Josh Wolf is Free
Freelance videographer and blogger Josh Wolf, who spent more than seven months in prison as a journalist refusing to comply with a subpoena, was freed Tuesday after cutting a deal with prosecutors.
Wolf, 24, of San Francisco, emerged from a federal prison in Dublin soon after U.S. District Judge William Alsup vacated the contempt-of-court order against him.
Wolf has posted to his Web site (www.joshwolf.net) all the previously unreleased video footage he shot July 8, 2005, of a protest in San Francisco’s Mission District against the Group-of-Eight summit. During the protest a police officer was hurt and someone might have tried to set a San Francisco police car on fire.
Swearing in a new court document that he neither took part in nor could identify those responsible for the car’s damage or the officer’s injury, Wolf extracted a promise from prosecutors that they won’t use the existing subpoena to compel his testimony before a grand jury.

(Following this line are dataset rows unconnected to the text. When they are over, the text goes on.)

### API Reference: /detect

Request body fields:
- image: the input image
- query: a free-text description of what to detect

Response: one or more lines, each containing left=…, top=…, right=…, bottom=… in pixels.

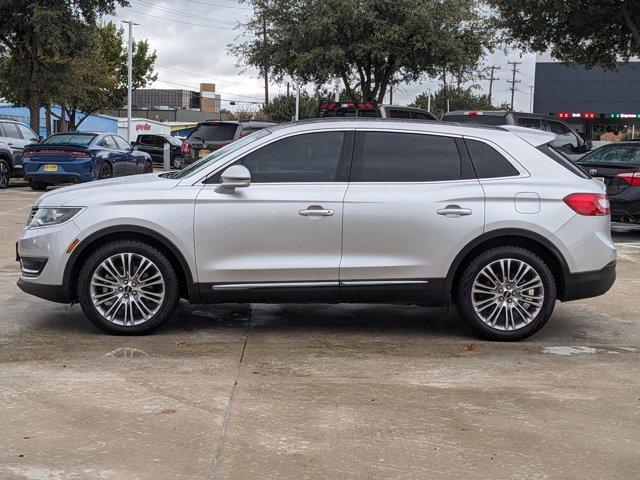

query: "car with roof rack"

left=17, top=118, right=616, bottom=341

At a press conference late Tuesday afternoon on the steps of San Francisco City Hall, Wolf said the deal was “a good decision” since it freed him from having to testify - which he said was long the sticking point with prosecutors.

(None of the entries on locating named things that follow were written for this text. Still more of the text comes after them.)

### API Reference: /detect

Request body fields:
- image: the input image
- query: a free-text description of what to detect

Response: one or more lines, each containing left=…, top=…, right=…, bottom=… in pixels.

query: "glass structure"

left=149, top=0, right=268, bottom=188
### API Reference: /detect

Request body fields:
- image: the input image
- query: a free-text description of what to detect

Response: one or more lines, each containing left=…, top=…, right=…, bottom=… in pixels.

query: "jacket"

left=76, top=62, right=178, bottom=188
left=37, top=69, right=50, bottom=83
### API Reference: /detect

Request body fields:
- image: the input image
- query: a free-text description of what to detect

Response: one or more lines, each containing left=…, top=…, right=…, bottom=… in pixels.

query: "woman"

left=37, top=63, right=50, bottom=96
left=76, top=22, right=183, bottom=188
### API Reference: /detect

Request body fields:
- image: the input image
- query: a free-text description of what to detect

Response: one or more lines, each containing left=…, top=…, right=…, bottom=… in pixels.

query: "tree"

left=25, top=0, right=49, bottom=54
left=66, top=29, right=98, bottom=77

“This has never been about a videotape,” he said. “It was the testimony which I felt to be the most egregious affront on my rights as a citizen and a journalist. This leaves my ethics intact.”
Feh…
I remember the original argument being that distributing the video would be like giving up his sources and it was his prerogative about what to do with the tapes. Now he says the sticking point was having to testify in court about what’s on the tapes and he can keep his ethics in tact?
Sorry man… For people like myself who supported Josh on the basis of his journalistic privilege, this rings as a load of crap in a pretty dress and it sounds more like a deal to get him out of jail than a deal to preserve his journalistic integrity. Understand, I’m not faulting him for wanting to get out of jail or for cutting a deal, but let’s call a spade a spade here. Josh Wolf didn’t make a deal to preserve his journalistic integrity. Josh Wolf made a deal to get out of jail.
Preserving his journalistic integrity could have been done in the following ways:
1. Staying in jail until July.
2. Refusing to ever hand over the tapes.
3. Not cutting a deal.
None of those are ideal, but that’s the price you pay for integrity.
Again, I’m not faulting him as much for getting out or making a deal, just for saying that it allows him to maintain his integrity.
Frankly, it does the exact opposite.